Welcome to Lecture Set 5 in Public Health Statistics where we'll talk about

data where we have an element of time that we have to deal with in summarizing it.

Throughout this set of lectures,

we'll look at numerical and graphical measures for both summarizing results in

single samples and comparing results between

samples when there's an element of time in the measures we're looking at.

So, we'll first talk about sample incidence rates as

summary measures for time-to-event analysis and spatial data collected over time.

So, for spatial data,

that includes event counts and person totals in a defined observation period,

perhaps across multiple regions,

you will be able to summarize the person count standardized event counts as event rates.

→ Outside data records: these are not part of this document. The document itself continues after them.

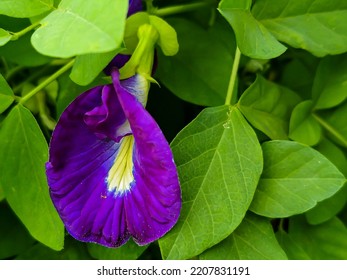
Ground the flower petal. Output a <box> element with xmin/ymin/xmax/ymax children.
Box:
<box><xmin>128</xmin><ymin>0</ymin><xmax>142</xmax><ymax>17</ymax></box>
<box><xmin>46</xmin><ymin>70</ymin><xmax>181</xmax><ymax>247</ymax></box>
<box><xmin>46</xmin><ymin>86</ymin><xmax>130</xmax><ymax>247</ymax></box>
<box><xmin>112</xmin><ymin>71</ymin><xmax>181</xmax><ymax>245</ymax></box>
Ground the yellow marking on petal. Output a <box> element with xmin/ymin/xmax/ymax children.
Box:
<box><xmin>107</xmin><ymin>135</ymin><xmax>134</xmax><ymax>194</ymax></box>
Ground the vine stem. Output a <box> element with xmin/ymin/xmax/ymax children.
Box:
<box><xmin>224</xmin><ymin>46</ymin><xmax>241</xmax><ymax>105</ymax></box>
<box><xmin>151</xmin><ymin>2</ymin><xmax>211</xmax><ymax>17</ymax></box>
<box><xmin>19</xmin><ymin>59</ymin><xmax>75</xmax><ymax>104</ymax></box>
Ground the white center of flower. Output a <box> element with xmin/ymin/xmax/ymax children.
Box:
<box><xmin>107</xmin><ymin>135</ymin><xmax>134</xmax><ymax>194</ymax></box>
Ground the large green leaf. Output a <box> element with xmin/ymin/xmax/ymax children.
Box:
<box><xmin>16</xmin><ymin>236</ymin><xmax>92</xmax><ymax>260</ymax></box>
<box><xmin>0</xmin><ymin>32</ymin><xmax>51</xmax><ymax>66</ymax></box>
<box><xmin>157</xmin><ymin>18</ymin><xmax>235</xmax><ymax>106</ymax></box>
<box><xmin>289</xmin><ymin>100</ymin><xmax>322</xmax><ymax>146</ymax></box>
<box><xmin>200</xmin><ymin>213</ymin><xmax>287</xmax><ymax>260</ymax></box>
<box><xmin>0</xmin><ymin>105</ymin><xmax>64</xmax><ymax>250</ymax></box>
<box><xmin>0</xmin><ymin>28</ymin><xmax>12</xmax><ymax>47</ymax></box>
<box><xmin>305</xmin><ymin>184</ymin><xmax>347</xmax><ymax>225</ymax></box>
<box><xmin>312</xmin><ymin>54</ymin><xmax>347</xmax><ymax>109</ymax></box>
<box><xmin>250</xmin><ymin>140</ymin><xmax>346</xmax><ymax>218</ymax></box>
<box><xmin>0</xmin><ymin>203</ymin><xmax>35</xmax><ymax>259</ymax></box>
<box><xmin>219</xmin><ymin>3</ymin><xmax>286</xmax><ymax>59</ymax></box>
<box><xmin>0</xmin><ymin>74</ymin><xmax>14</xmax><ymax>114</ymax></box>
<box><xmin>70</xmin><ymin>49</ymin><xmax>120</xmax><ymax>86</ymax></box>
<box><xmin>276</xmin><ymin>229</ymin><xmax>311</xmax><ymax>260</ymax></box>
<box><xmin>0</xmin><ymin>0</ymin><xmax>53</xmax><ymax>18</ymax></box>
<box><xmin>305</xmin><ymin>139</ymin><xmax>347</xmax><ymax>225</ymax></box>
<box><xmin>0</xmin><ymin>185</ymin><xmax>5</xmax><ymax>201</ymax></box>
<box><xmin>238</xmin><ymin>76</ymin><xmax>300</xmax><ymax>139</ymax></box>
<box><xmin>88</xmin><ymin>240</ymin><xmax>148</xmax><ymax>260</ymax></box>
<box><xmin>159</xmin><ymin>106</ymin><xmax>262</xmax><ymax>259</ymax></box>
<box><xmin>31</xmin><ymin>0</ymin><xmax>128</xmax><ymax>58</ymax></box>
<box><xmin>252</xmin><ymin>0</ymin><xmax>347</xmax><ymax>56</ymax></box>
<box><xmin>322</xmin><ymin>102</ymin><xmax>347</xmax><ymax>148</ymax></box>
<box><xmin>289</xmin><ymin>216</ymin><xmax>347</xmax><ymax>260</ymax></box>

For time-to-event outcomes where we have individual outcome times known,

we have data at the individual level,

we will be able to distinguish between

calendar time and study scales for time-to-event data.

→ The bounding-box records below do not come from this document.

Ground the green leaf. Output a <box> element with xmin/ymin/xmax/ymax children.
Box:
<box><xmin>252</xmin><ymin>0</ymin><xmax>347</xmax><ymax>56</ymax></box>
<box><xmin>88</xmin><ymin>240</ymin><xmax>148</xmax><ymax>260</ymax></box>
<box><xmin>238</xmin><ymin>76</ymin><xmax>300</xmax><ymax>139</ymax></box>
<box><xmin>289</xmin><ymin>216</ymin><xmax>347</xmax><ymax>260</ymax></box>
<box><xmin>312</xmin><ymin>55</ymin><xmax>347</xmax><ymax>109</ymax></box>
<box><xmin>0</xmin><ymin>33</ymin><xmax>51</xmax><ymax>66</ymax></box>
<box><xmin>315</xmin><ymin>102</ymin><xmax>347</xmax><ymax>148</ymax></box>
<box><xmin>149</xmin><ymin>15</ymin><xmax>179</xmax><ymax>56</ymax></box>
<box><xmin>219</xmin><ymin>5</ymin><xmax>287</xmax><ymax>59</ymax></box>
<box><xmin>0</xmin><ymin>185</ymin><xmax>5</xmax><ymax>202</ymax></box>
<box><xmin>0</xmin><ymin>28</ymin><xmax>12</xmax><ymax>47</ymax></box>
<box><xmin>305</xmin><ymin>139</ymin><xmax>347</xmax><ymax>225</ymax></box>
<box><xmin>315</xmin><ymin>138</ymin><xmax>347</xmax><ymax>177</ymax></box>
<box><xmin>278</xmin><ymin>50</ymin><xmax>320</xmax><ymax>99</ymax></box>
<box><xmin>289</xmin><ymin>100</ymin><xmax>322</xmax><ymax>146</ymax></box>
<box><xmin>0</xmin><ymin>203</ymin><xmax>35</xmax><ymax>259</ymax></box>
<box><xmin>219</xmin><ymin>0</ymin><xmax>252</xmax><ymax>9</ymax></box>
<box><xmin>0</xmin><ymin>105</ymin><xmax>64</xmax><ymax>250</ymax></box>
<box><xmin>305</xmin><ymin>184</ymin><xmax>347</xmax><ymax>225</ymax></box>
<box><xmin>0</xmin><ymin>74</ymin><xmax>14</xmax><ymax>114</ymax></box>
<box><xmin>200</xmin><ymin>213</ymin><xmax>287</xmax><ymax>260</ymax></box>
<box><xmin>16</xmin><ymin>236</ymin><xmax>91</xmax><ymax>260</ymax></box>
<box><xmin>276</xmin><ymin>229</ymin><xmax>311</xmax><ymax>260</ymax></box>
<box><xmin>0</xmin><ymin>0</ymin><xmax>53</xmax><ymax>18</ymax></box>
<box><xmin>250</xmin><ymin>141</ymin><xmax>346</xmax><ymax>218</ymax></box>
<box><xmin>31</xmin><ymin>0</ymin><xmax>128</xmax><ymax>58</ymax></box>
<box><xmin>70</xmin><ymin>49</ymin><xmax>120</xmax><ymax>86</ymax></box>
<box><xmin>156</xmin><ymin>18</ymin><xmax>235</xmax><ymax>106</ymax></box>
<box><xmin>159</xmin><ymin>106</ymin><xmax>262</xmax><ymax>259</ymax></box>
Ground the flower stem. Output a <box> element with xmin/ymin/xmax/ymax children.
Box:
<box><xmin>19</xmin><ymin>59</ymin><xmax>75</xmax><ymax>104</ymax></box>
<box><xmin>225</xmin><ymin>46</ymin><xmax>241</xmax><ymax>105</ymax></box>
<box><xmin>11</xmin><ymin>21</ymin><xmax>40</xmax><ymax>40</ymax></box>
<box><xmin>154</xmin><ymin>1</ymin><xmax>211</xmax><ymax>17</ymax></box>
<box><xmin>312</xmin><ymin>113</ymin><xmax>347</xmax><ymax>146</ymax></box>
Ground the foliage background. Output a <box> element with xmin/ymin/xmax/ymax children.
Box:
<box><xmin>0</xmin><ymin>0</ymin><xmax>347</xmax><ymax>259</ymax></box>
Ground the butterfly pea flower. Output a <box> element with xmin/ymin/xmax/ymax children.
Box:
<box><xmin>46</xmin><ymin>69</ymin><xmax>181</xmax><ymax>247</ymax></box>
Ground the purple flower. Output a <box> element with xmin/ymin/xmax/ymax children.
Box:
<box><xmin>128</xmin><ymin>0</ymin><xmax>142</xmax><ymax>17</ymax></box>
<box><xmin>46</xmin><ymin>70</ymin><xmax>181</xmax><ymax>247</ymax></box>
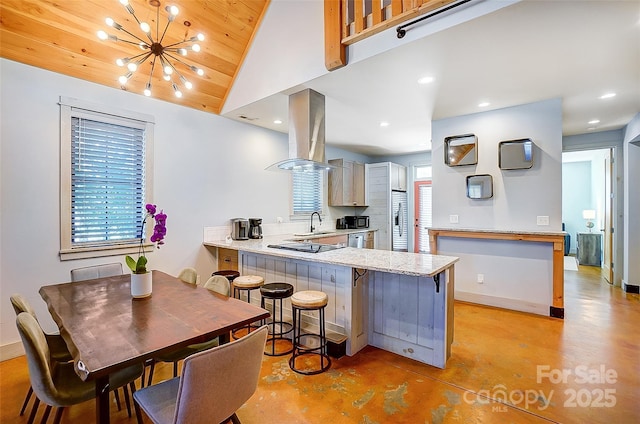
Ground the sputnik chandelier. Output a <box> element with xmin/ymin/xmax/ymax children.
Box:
<box><xmin>98</xmin><ymin>0</ymin><xmax>204</xmax><ymax>97</ymax></box>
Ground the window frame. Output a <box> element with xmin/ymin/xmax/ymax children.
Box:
<box><xmin>289</xmin><ymin>170</ymin><xmax>328</xmax><ymax>221</ymax></box>
<box><xmin>59</xmin><ymin>96</ymin><xmax>155</xmax><ymax>261</ymax></box>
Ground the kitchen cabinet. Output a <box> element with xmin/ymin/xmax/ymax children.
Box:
<box><xmin>329</xmin><ymin>159</ymin><xmax>366</xmax><ymax>206</ymax></box>
<box><xmin>218</xmin><ymin>247</ymin><xmax>238</xmax><ymax>271</ymax></box>
<box><xmin>365</xmin><ymin>162</ymin><xmax>408</xmax><ymax>250</ymax></box>
<box><xmin>389</xmin><ymin>163</ymin><xmax>407</xmax><ymax>191</ymax></box>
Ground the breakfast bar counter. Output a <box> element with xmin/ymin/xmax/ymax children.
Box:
<box><xmin>204</xmin><ymin>235</ymin><xmax>458</xmax><ymax>368</ymax></box>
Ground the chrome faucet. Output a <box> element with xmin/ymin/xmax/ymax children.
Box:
<box><xmin>310</xmin><ymin>212</ymin><xmax>322</xmax><ymax>233</ymax></box>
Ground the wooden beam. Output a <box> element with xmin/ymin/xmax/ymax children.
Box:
<box><xmin>324</xmin><ymin>0</ymin><xmax>347</xmax><ymax>71</ymax></box>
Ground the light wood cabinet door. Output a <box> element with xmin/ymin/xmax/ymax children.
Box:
<box><xmin>328</xmin><ymin>159</ymin><xmax>366</xmax><ymax>206</ymax></box>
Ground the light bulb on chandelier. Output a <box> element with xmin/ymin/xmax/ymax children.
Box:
<box><xmin>98</xmin><ymin>0</ymin><xmax>204</xmax><ymax>98</ymax></box>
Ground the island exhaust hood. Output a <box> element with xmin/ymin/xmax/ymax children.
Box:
<box><xmin>267</xmin><ymin>88</ymin><xmax>335</xmax><ymax>171</ymax></box>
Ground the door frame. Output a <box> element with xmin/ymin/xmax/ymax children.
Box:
<box><xmin>413</xmin><ymin>180</ymin><xmax>433</xmax><ymax>252</ymax></box>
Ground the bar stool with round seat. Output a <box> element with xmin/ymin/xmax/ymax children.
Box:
<box><xmin>289</xmin><ymin>290</ymin><xmax>331</xmax><ymax>375</ymax></box>
<box><xmin>260</xmin><ymin>283</ymin><xmax>293</xmax><ymax>356</ymax></box>
<box><xmin>231</xmin><ymin>275</ymin><xmax>264</xmax><ymax>339</ymax></box>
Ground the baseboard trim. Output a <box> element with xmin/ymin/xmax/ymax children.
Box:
<box><xmin>0</xmin><ymin>342</ymin><xmax>24</xmax><ymax>361</ymax></box>
<box><xmin>455</xmin><ymin>290</ymin><xmax>549</xmax><ymax>316</ymax></box>
<box><xmin>622</xmin><ymin>280</ymin><xmax>640</xmax><ymax>293</ymax></box>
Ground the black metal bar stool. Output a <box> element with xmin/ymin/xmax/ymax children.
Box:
<box><xmin>289</xmin><ymin>290</ymin><xmax>331</xmax><ymax>375</ymax></box>
<box><xmin>260</xmin><ymin>283</ymin><xmax>293</xmax><ymax>356</ymax></box>
<box><xmin>231</xmin><ymin>275</ymin><xmax>264</xmax><ymax>339</ymax></box>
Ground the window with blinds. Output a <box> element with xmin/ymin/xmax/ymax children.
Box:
<box><xmin>71</xmin><ymin>116</ymin><xmax>145</xmax><ymax>246</ymax></box>
<box><xmin>60</xmin><ymin>98</ymin><xmax>153</xmax><ymax>260</ymax></box>
<box><xmin>292</xmin><ymin>169</ymin><xmax>323</xmax><ymax>215</ymax></box>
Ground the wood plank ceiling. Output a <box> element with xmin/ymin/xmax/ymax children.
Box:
<box><xmin>0</xmin><ymin>0</ymin><xmax>269</xmax><ymax>114</ymax></box>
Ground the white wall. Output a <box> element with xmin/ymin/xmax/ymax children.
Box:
<box><xmin>0</xmin><ymin>59</ymin><xmax>290</xmax><ymax>352</ymax></box>
<box><xmin>222</xmin><ymin>0</ymin><xmax>520</xmax><ymax>115</ymax></box>
<box><xmin>432</xmin><ymin>99</ymin><xmax>562</xmax><ymax>315</ymax></box>
<box><xmin>622</xmin><ymin>113</ymin><xmax>640</xmax><ymax>292</ymax></box>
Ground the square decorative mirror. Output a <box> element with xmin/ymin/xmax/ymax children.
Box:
<box><xmin>467</xmin><ymin>174</ymin><xmax>493</xmax><ymax>199</ymax></box>
<box><xmin>498</xmin><ymin>138</ymin><xmax>533</xmax><ymax>169</ymax></box>
<box><xmin>444</xmin><ymin>134</ymin><xmax>478</xmax><ymax>166</ymax></box>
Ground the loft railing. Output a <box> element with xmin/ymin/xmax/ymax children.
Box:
<box><xmin>324</xmin><ymin>0</ymin><xmax>460</xmax><ymax>71</ymax></box>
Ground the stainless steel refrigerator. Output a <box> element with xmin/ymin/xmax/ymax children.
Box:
<box><xmin>391</xmin><ymin>190</ymin><xmax>409</xmax><ymax>252</ymax></box>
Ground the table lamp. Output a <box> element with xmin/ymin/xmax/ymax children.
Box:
<box><xmin>582</xmin><ymin>209</ymin><xmax>596</xmax><ymax>232</ymax></box>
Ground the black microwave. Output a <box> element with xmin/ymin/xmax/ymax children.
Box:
<box><xmin>344</xmin><ymin>216</ymin><xmax>369</xmax><ymax>228</ymax></box>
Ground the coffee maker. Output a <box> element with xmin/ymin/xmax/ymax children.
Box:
<box><xmin>231</xmin><ymin>218</ymin><xmax>249</xmax><ymax>240</ymax></box>
<box><xmin>249</xmin><ymin>218</ymin><xmax>262</xmax><ymax>238</ymax></box>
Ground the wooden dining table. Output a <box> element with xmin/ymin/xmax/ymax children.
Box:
<box><xmin>39</xmin><ymin>271</ymin><xmax>269</xmax><ymax>424</ymax></box>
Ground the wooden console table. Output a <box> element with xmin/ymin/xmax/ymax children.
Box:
<box><xmin>428</xmin><ymin>228</ymin><xmax>566</xmax><ymax>318</ymax></box>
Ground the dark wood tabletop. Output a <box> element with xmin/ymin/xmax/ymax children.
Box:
<box><xmin>40</xmin><ymin>271</ymin><xmax>269</xmax><ymax>422</ymax></box>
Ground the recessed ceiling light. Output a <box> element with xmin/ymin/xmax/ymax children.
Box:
<box><xmin>418</xmin><ymin>77</ymin><xmax>434</xmax><ymax>84</ymax></box>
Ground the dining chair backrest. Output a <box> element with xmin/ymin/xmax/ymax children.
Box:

Define censoring in the context of time-to-event data.

Explain why either ignoring the time component or

averaging subject follow-up times can be problematic for summarizing

time-to-event data and hence we need other measures like

incidence rates using event counts and cumulative follow-up times.

So, whether we have spatial data,

where we have counts in person totals in a defined observation period,

so the number of cases per number of persons per year,

or we have individual times that we can aggregate to get the total person time,

we'll see that incidence rates are

a numerical summary measure that addresses the time component.

So, let's first talk about event rates for data without known event times,

and this would include spatially collected data over a fixed period of time.

So, for some data involving events occurring over time,

the exact event times are not recorded but are grouped into time intervals.

This is the case for many death and disease rates group by area, country, state, city,

region, zip code, et cetera,

by year, so by area by year or some other unit of time.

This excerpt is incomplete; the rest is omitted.